LAUSR

Severe hyper-catecholaminergic states likely cause heart failure and cardiac fibrosis. While previous studies demonstrated the effects of beta-blockade in experimental models of single-catecholamine excess states, the detailed benefits of beta-blockade in more realistic models of hyper-adrenergic states are less clearly understood. In this study, we examined different therapeutic dosages and the effects of propranolol in rats with hyper-acute catecholamine-induced heart failure, and subsequent cardiopulmonary changes. Rats (n = 41) underwent a 6 h infusion of epinephrine and norepinephrine alone, with additional low-dose (1 mg/kg) or high-dose propranolol (10 mg/kg) at hour 1. Cardiac and pulmonary tissues were examined after 6 h.
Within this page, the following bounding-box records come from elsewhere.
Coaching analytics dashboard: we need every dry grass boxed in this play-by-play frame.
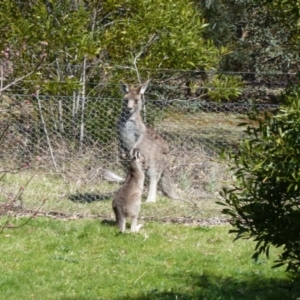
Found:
[0,111,242,219]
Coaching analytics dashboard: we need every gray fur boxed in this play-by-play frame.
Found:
[112,149,148,232]
[117,81,177,202]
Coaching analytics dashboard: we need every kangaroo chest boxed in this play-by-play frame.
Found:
[119,119,142,151]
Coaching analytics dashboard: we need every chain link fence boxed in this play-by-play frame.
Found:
[0,69,288,212]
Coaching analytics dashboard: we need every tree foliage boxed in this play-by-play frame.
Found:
[222,97,300,272]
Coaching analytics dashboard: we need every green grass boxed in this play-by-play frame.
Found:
[0,171,221,220]
[0,218,300,300]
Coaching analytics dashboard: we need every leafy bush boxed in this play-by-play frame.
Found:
[220,97,300,272]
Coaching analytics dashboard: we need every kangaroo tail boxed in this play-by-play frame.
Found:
[102,169,125,182]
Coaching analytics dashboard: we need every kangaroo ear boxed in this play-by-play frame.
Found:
[133,148,141,159]
[120,82,129,94]
[140,79,150,95]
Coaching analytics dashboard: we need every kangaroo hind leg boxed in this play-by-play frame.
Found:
[131,215,143,232]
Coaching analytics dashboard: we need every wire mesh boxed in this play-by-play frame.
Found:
[0,74,277,210]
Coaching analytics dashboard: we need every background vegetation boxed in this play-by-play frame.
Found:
[0,0,300,299]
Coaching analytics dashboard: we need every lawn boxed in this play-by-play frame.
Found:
[0,217,300,300]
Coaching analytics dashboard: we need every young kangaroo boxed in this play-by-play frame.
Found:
[117,80,177,202]
[112,149,148,232]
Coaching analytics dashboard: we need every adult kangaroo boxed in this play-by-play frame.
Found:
[112,149,148,232]
[117,80,177,202]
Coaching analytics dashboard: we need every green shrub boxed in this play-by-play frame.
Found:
[222,97,300,272]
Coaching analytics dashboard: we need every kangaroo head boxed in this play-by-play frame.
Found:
[132,148,149,170]
[121,80,150,114]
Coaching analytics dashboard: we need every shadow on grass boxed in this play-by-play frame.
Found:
[68,193,114,203]
[113,274,300,300]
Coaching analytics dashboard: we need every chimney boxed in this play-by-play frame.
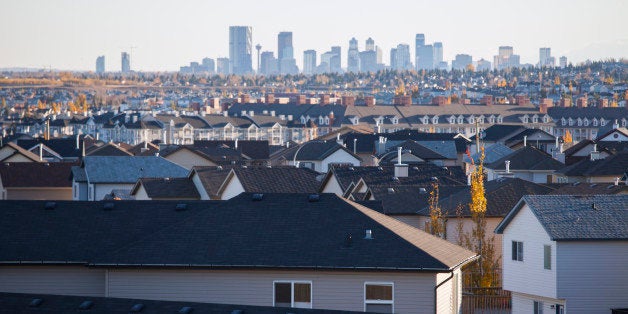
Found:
[395,146,408,178]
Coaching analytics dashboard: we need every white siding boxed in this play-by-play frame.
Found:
[502,205,556,299]
[557,241,628,314]
[220,175,244,200]
[0,266,105,297]
[323,175,344,197]
[512,292,564,314]
[108,270,440,313]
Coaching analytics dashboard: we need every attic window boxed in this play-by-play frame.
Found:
[129,303,144,313]
[78,300,94,310]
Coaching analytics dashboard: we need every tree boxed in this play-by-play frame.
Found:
[458,148,500,288]
[428,182,446,238]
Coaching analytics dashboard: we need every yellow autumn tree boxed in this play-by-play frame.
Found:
[458,148,500,288]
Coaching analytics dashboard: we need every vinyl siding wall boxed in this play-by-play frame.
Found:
[108,269,442,313]
[0,266,105,297]
[502,205,556,299]
[557,241,628,314]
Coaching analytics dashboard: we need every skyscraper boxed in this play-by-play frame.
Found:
[539,48,556,67]
[416,45,434,70]
[347,37,360,73]
[229,26,253,74]
[121,52,131,73]
[277,32,299,74]
[434,42,443,67]
[303,50,316,74]
[96,56,105,74]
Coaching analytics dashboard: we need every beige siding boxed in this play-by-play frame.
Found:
[108,270,440,313]
[502,205,562,298]
[0,266,105,297]
[6,187,72,201]
[165,149,216,170]
[556,241,628,314]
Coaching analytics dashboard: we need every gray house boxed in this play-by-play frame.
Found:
[71,156,188,201]
[0,193,477,313]
[495,195,628,314]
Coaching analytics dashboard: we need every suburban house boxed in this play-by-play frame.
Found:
[71,156,189,201]
[484,146,564,183]
[192,166,320,200]
[555,151,628,183]
[0,143,43,162]
[130,177,201,201]
[495,195,628,314]
[0,193,477,313]
[0,162,77,200]
[273,141,362,173]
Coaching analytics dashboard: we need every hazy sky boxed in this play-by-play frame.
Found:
[0,0,628,71]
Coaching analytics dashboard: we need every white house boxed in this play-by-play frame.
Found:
[495,195,628,314]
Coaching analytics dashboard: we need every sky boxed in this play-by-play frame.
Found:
[0,0,628,71]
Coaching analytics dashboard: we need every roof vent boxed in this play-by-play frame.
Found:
[79,300,94,310]
[28,298,44,307]
[179,306,194,314]
[130,303,144,313]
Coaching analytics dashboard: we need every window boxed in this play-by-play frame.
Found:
[364,282,394,313]
[273,281,312,309]
[543,245,552,269]
[512,241,523,262]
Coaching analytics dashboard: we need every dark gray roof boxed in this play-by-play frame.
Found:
[495,195,628,241]
[486,146,564,171]
[0,193,476,272]
[81,156,188,183]
[0,292,363,314]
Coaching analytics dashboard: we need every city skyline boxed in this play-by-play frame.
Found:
[0,0,628,71]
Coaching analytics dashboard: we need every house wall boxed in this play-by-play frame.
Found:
[107,269,442,313]
[556,241,628,314]
[511,292,564,314]
[323,175,344,197]
[192,172,211,200]
[322,149,360,173]
[6,187,72,201]
[164,149,216,170]
[133,185,151,201]
[0,266,105,297]
[220,175,244,200]
[94,183,134,201]
[502,205,556,299]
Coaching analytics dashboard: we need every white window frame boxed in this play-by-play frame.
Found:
[363,281,395,313]
[273,280,314,309]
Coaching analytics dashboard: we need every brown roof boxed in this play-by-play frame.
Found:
[344,199,479,269]
[0,162,78,188]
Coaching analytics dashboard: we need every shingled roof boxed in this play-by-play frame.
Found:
[0,162,77,188]
[0,193,476,272]
[495,195,628,241]
[419,178,553,217]
[131,178,201,199]
[73,156,188,184]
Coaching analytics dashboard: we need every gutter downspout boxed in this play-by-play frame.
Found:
[434,270,454,314]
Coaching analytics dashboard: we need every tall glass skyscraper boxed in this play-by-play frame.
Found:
[229,26,253,74]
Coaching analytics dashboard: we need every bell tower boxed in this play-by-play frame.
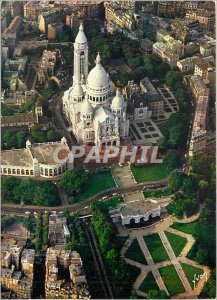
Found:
[73,23,88,85]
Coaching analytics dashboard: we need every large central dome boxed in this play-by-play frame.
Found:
[87,53,109,89]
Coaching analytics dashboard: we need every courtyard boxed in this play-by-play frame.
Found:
[130,119,162,145]
[75,170,116,202]
[131,164,170,183]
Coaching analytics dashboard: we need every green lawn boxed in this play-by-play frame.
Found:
[165,231,187,256]
[75,170,116,202]
[103,196,124,209]
[171,221,198,235]
[139,272,159,293]
[143,188,173,198]
[144,233,169,263]
[125,239,147,265]
[114,236,128,252]
[159,265,185,296]
[181,263,204,289]
[131,164,170,182]
[157,120,169,136]
[38,82,58,98]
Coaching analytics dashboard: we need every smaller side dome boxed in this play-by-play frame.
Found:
[73,83,84,97]
[81,98,93,114]
[111,88,124,109]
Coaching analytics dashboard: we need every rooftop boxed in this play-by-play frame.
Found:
[1,112,34,126]
[1,149,32,167]
[30,142,65,165]
[21,249,35,265]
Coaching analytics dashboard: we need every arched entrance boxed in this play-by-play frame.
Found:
[130,218,136,225]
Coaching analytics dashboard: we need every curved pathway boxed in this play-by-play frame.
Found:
[1,178,168,213]
[118,206,210,299]
[173,204,205,223]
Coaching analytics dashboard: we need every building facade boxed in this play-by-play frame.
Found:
[45,248,90,299]
[63,24,129,146]
[1,138,73,178]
Catecholamine-only groups had the lowest survival rate. Higher doses of propranolol (15 mg/kg) caused similarly low survival rates and were not further analyzed. All low-dose propranolol rats survived, with a modest survival improvement in the high-dose propranolol groups. Left ventricular (LV) systolic pressure and LV end-diastolic pressure improved maximally with low-dose propranolol. Cardiac immunohistochemistry revealed an LV upregulation of FGF-23 in the catecholamine groups, and this improved in low-dose propranolol groups. These results suggest catecholamine-induced heart failure initiates early pre-fibrotic pathways through FGF-23 upregulation. Low-dose propranolol exerted cardio-preventative effects through FGF-23 downregulation and hemodynamic-parameter improvement in our model of hyper-acute catecholamine-induced heart failure.